Biden’s comments follow several days of increasing signals from the administration about a ceasefire. Despite his earlier hope for one by the following Monday, he clarified on Friday that it has not yet been achieved and emphasised the need for more aid distribution. The US Central Command reported that the humanitarian aid drops were coordinated with Jordan, forming part of an ongoing effort to increase aid to Gaza through land corridors and routes.

The United States military has released footage on X, formerly known as Twitter, showing its personnel actively involved in preparing aid packages destined for Gaza. The release follows the US Central Command’s announcement about airdropping 38,000 meals into Gaza as part of the humanitarian assistance provided by the United States.

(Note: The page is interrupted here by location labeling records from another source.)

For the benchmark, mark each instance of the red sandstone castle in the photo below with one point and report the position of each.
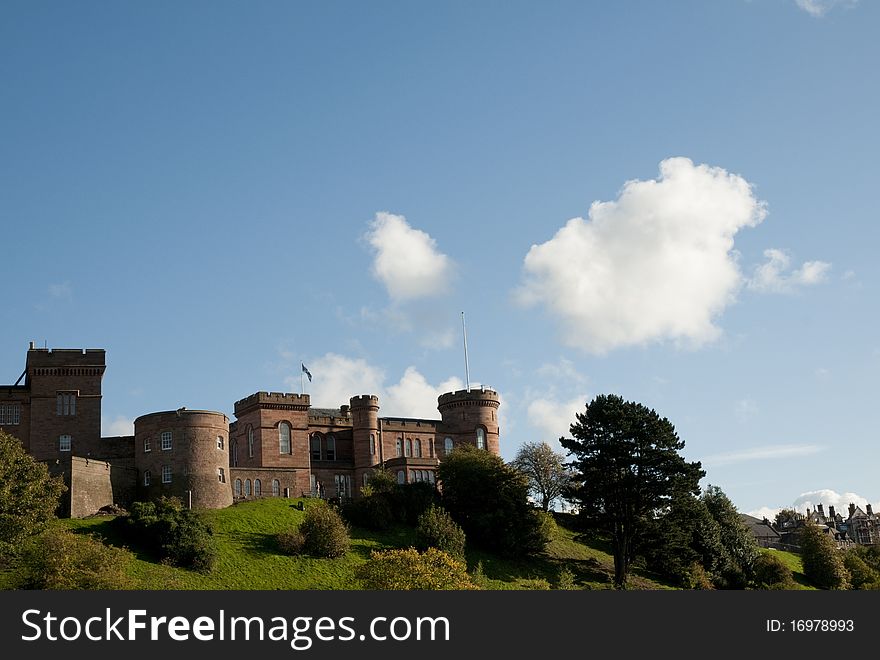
(278, 444)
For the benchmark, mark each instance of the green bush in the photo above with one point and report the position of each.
(291, 543)
(409, 570)
(437, 529)
(61, 560)
(325, 533)
(770, 572)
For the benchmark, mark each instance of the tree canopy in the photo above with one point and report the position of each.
(627, 467)
(543, 467)
(28, 495)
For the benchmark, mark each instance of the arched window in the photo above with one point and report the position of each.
(331, 448)
(284, 438)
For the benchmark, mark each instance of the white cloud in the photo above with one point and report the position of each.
(769, 452)
(406, 260)
(553, 417)
(771, 277)
(337, 378)
(827, 497)
(655, 264)
(819, 8)
(119, 425)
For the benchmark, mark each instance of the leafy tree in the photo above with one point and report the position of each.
(823, 562)
(489, 499)
(543, 467)
(740, 549)
(628, 467)
(28, 495)
(410, 570)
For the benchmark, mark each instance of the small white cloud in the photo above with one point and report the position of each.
(406, 260)
(119, 425)
(61, 291)
(772, 276)
(828, 497)
(769, 452)
(655, 264)
(818, 8)
(746, 409)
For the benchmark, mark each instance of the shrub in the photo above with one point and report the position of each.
(325, 533)
(770, 572)
(565, 580)
(59, 559)
(437, 529)
(410, 570)
(291, 543)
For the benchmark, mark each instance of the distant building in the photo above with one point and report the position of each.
(278, 445)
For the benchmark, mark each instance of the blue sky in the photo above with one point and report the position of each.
(669, 201)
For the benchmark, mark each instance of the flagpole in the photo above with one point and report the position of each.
(467, 373)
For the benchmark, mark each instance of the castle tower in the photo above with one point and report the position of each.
(184, 453)
(365, 437)
(65, 402)
(469, 417)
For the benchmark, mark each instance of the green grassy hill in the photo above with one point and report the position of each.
(249, 559)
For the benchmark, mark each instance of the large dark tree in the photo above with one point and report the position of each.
(627, 468)
(543, 467)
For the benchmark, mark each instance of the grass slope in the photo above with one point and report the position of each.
(249, 559)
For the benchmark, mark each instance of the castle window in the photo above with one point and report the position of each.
(66, 403)
(331, 448)
(284, 438)
(10, 414)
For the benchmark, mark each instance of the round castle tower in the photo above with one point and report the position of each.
(469, 414)
(365, 435)
(183, 452)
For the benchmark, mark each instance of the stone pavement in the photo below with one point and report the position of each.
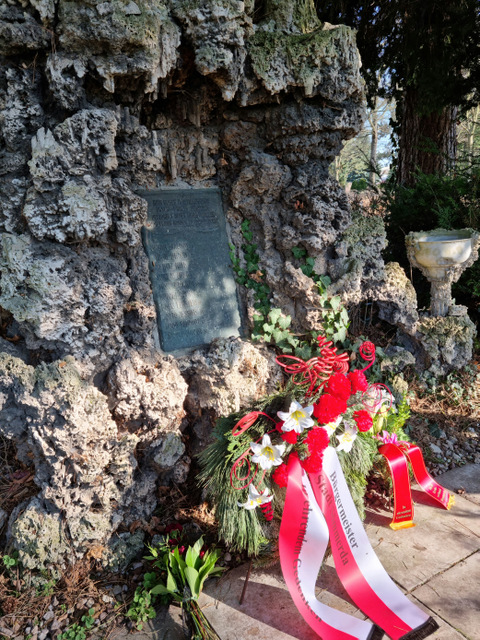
(437, 563)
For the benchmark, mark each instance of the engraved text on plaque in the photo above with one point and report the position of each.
(190, 270)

Vice-President Kamala Harris is set to meet with Israeli war cabinet member Benny Gantz at the White House on Monday. The talks between Harris and Gantz are expected to address critical issues, including efforts to reduce civilian casualties among Palestinians, secure a temporary ceasefire, facilitate the release of hostages held in Gaza, and increase aid to the territory.

A White House official expressed the vice president’s concern for the safety of the approximately 1.5 million people in Rafah. The official also acknowledged Israel’s right to defend itself in the face of ongoing “threats” posed by Hamas. Gantz, Israel’s former military chief and defence minister, confirmed the trip and updated Prime Minister Netanyahu on his intention to travel, aiming to coordinate the messages conveyed in the meetings.

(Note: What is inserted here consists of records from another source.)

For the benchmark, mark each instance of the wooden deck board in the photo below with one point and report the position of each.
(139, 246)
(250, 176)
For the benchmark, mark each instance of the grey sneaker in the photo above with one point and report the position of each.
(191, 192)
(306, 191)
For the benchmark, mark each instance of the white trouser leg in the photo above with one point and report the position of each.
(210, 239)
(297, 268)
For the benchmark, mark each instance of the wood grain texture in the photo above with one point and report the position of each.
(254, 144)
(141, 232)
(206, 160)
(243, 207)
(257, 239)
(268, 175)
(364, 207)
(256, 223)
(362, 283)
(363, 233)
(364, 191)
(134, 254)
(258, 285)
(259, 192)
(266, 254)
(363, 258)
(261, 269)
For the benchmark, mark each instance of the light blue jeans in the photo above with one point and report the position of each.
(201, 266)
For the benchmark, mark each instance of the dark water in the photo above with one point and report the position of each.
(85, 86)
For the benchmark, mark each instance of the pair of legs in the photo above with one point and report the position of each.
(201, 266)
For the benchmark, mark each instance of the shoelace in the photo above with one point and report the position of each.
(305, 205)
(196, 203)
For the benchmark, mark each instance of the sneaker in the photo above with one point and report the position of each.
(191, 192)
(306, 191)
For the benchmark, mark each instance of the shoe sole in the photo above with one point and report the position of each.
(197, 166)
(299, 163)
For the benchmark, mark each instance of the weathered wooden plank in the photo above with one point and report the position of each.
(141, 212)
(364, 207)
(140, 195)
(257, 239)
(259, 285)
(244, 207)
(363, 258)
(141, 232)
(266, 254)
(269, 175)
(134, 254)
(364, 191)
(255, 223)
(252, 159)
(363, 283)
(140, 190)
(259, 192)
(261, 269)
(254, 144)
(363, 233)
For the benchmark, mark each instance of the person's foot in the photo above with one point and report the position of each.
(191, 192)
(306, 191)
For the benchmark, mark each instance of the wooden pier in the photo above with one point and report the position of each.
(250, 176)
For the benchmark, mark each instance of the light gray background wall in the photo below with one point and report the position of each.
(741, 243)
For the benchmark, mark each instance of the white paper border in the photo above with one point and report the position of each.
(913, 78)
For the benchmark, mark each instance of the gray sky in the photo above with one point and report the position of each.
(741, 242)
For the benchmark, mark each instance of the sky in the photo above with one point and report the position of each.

Hopes for a ceasefire have gained momentum as Israel is reportedly nearing acceptance of a proposed six-week pause in hostilities. A senior Biden administration official shared this information with several US news outlets, indicating a “framework deal,” Israel has “more or less accepted” the ceasefire terms. Truce talks are expected to resume in Egypt on Sunday, although the details beyond a possible six-week pause in Israeli attacks remain unclear, despite US officials’ claims that a ceasefire is near.

The news comes two days after an incident where Israeli forces killed over 100 Palestinian civilians rushing for aid in Gaza City. The proposed ceasefire aims to facilitate the release of hostages held by Hamas in Gaza and to allow much-needed aid into the territory.

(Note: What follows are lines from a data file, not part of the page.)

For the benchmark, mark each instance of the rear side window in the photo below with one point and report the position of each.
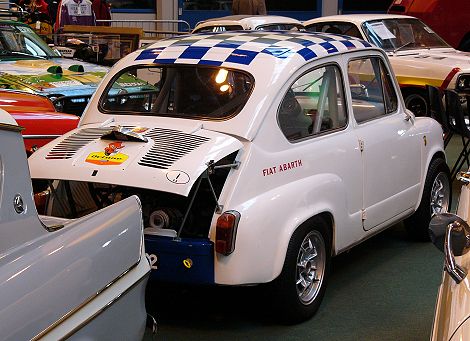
(346, 29)
(185, 91)
(313, 105)
(372, 91)
(217, 28)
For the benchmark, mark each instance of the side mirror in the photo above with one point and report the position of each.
(451, 234)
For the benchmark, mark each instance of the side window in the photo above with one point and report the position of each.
(313, 105)
(371, 89)
(390, 96)
(344, 28)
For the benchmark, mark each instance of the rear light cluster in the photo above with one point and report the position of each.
(226, 232)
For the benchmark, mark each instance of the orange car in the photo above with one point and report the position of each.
(450, 19)
(38, 116)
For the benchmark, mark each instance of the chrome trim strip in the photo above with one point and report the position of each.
(41, 136)
(88, 300)
(10, 127)
(109, 304)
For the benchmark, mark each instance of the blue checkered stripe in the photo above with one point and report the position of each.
(244, 47)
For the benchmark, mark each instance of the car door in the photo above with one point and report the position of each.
(391, 151)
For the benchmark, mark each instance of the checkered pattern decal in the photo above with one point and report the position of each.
(243, 47)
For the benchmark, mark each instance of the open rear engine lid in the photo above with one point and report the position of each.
(168, 159)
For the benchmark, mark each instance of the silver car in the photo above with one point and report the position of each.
(66, 278)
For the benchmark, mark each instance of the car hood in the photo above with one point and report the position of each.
(171, 159)
(447, 56)
(38, 76)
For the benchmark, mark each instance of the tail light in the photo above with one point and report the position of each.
(226, 232)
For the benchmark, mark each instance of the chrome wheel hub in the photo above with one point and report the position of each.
(310, 267)
(440, 194)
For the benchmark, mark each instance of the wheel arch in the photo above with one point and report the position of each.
(436, 155)
(328, 217)
(269, 241)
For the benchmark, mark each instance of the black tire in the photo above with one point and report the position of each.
(437, 196)
(417, 101)
(294, 302)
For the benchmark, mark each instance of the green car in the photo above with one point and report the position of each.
(28, 64)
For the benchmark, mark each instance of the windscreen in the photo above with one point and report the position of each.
(402, 34)
(187, 91)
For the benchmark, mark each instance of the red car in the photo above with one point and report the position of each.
(38, 116)
(450, 19)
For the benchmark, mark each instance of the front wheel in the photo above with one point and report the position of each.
(299, 289)
(437, 195)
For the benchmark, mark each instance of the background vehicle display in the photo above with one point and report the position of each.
(257, 157)
(28, 64)
(450, 19)
(37, 115)
(62, 278)
(417, 54)
(248, 22)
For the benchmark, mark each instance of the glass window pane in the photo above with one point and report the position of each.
(336, 27)
(313, 105)
(366, 89)
(195, 92)
(391, 99)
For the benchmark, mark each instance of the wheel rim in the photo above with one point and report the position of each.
(310, 267)
(417, 104)
(440, 194)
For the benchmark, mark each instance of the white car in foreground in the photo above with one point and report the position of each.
(248, 22)
(419, 57)
(257, 156)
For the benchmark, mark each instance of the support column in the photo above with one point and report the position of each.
(329, 7)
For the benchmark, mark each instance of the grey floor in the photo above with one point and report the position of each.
(383, 289)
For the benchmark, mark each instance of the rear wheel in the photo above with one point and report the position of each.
(436, 199)
(299, 289)
(416, 100)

However, a significant hurdle in reaching a final agreement is the reluctance of Hamas to agree on a defined category of vulnerable hostages.

The senior Biden administration official mentioned the possibility of a second phase in the initial ceasefire, aiming to “build something more enduring.” Progress had previously been indicated in talks for a ceasefire agreement by the holy month of Ramadan starting on 10 March.

The ceasefire agreement discussions involve Qatar, Egypt, Israel, and the US, held in Paris and Doha. Additional talks are planned in Cairo, with representatives from the US, Israel, Egypt, and Hamas expected to attend.

Amid the ceasefire talks, Israeli forces continue to pound Gaza, with overnight attacks reported in Rafah, Deir el-Balah, and Khan Younis. Israeli forces have conducted raids in the occupied West Bank, including a significant operation in Tulkarem. The homes of two individuals in Tulkarem were raided, and Israeli troops interrogated the occupants. Other locations targeted in the raids include the Al-Arroub refugee camp north of Hebron. The towns of Azzun and Jayyous in Qalqilya were also subject to Israeli military operations.

Israel has killed 30,320 Palestinians and wounded 71,533 others in its deadly offensive on Gaza which began on 7 October.

Meanwhile, UNICEF chief Catherine Russell has called for an immediate ceasefire, stressing that “every minute counts” for the children in Gaza who are facing malnutrition. The recent Israeli attack which killed 11 civilians living in tents in Rafah has been denounced as “outrageous and unspeakable” by the head of the World Health Organization (WHO), Tedros Adhanom Ghebreyesus.